11. Que peut-on demander après l’enquête ?
Le salarié peut demander à être informé :
- de la fin de l’examen de la situation ;
- des principales conclusions le concernant ;
- des mesures de prévention ou de protection décidées ;
- des modalités de suivi ;
- de l’interlocuteur à contacter si les difficultés persistent.
12. Que faire en cas de désaccord avec les conclusions ?
Des témoins importants n’ont pas été entendus
Adressez une demande écrite en précisant le fait que chaque témoin peut personnellement confirmer et en quoi son audition pourrait modifier ou compléter l’analyse.
Un document n’a pas été pris en compte
Transmettez-le de nouveau en expliquant précisément son lien avec les faits et demandez une confirmation de sa prise en compte.

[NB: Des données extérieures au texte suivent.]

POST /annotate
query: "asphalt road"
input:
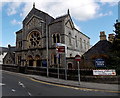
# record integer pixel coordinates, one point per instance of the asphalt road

Les conclusions ne répondent pas au risque actuel
Distinguez la qualification juridique des faits de la nécessité de protéger la santé. Demandez des mesures concrètes lorsque la situation de travail reste dégradée.
Des faits nouveaux apparaissent
Signalez-les rapidement par écrit, joignez les éléments disponibles et demandez la réouverture ou le réexamen de la situation.
Je considère que l’enquête n’a pas été impartiale
Identifiez des éléments précis : conflit d’intérêts, absence d’auditions essentielles, questions orientées, refus de pièces ou conclusions ne répondant pas aux faits signalés.
Demandez conseil à la CGT, à un élu du CSE, à l’inspection du travail ou à un avocat selon la situation.
Préparez votre audition avec la CGT
La CGT Darty Grand Ouest peut vous aider à préparer votre chronologie, organiser les pièces, identifier les témoins utiles, formuler vos demandes de protection et analyser les conclusions reçues.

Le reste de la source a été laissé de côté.